Que elementos seriam necessários para que exista uma incorporação e uma participação real das pessoas ciganas das periferias no processo democrático? Para que deixem de ser destinatários de referências sociopolíticas estereotipadas e estigmatizantes e passem a ser protagonistas da produção de normativas, representações e saberes?

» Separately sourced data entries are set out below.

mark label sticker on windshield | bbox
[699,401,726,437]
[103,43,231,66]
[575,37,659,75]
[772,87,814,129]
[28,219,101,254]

Pastora Filigrana: Acredito que o enunciado é uma armadilha. A questão não é o quê é necessário para que as pessoas ciganas se somem a um processo democrático que já existe, mas como organizar esta sociedade para que as pessoas ciganas possam construir seus próprios processos de participação, que já existem. Eles sabem se organizar, sabem falar e resistiram a 500 anos de perseguição. Têm grandes modelos de apoio mútuo, de mutualismo de base, de autogestão dos conflitos. Têm formas e práticas de sobrevivência que são referência. Outra coisa é a completa invizibilização e estigmatização por parte da sociedade hegemônica. Possivelmente em suas formas de comunidade, existam processos democráticos admiráveis para nós, como por exemplo, ter uma segurança social alternativa, caixas de resistência ou fórmulas de resolução de conflitos próprias. É para mim já um modelo democrático. Não se trata de que eles se integrem em nosso modelo, mas que façamos um mundo onde caibam outras formas de organização. Podemos falar, por exemplo, de formas de resolver conflitos. No imaginário coletivo, parece que a única forma que os ciganos têm de resolver seus conflitos é com ajustes de contas e com violência explícita, mas o que grande parte da população desconhece é que existe processos de mediação, conselhos de anciãos e que, quando há problemas entre duas famílias, um grande diálogo prévio é estabelecido antes de qualquer outra resolução violenta. São fórmulas de resolução de conflitos que deveríamos aprender e não fazer com que imitassem as nossas.
Como você vê essas novas vozes e movimentos ciganos de reivindicação e luta que estão surgindo? São ou poderiam ser uma resposta à situação das pessoas ciganas das periferias?
Pastora Filigrana:Imagino que se refira aos movimentos de descolonização de pessoas ciganas. Acredito muito neles, acredito que são muito válidos, ao menos a nível simbólico. A questão sobre como influenciam na parte material, na exclusão social dos ciganos... Isso será um segundo nível. Talvez estes movimentos podem servir para ir mudando os discursos hegemônicos e visibilizando outras realidades que podem ter uma repercussão no material ao longo do tempo. Eu me considero parte de muitos desses movimentos e acredito que precisam agregar valor a uma epistemologia, uma forma de ser e estar neste mundo que tem sido invisibilizada, criminalizada e perseguida. Colocá-la em valor positivo. Nisso andamos.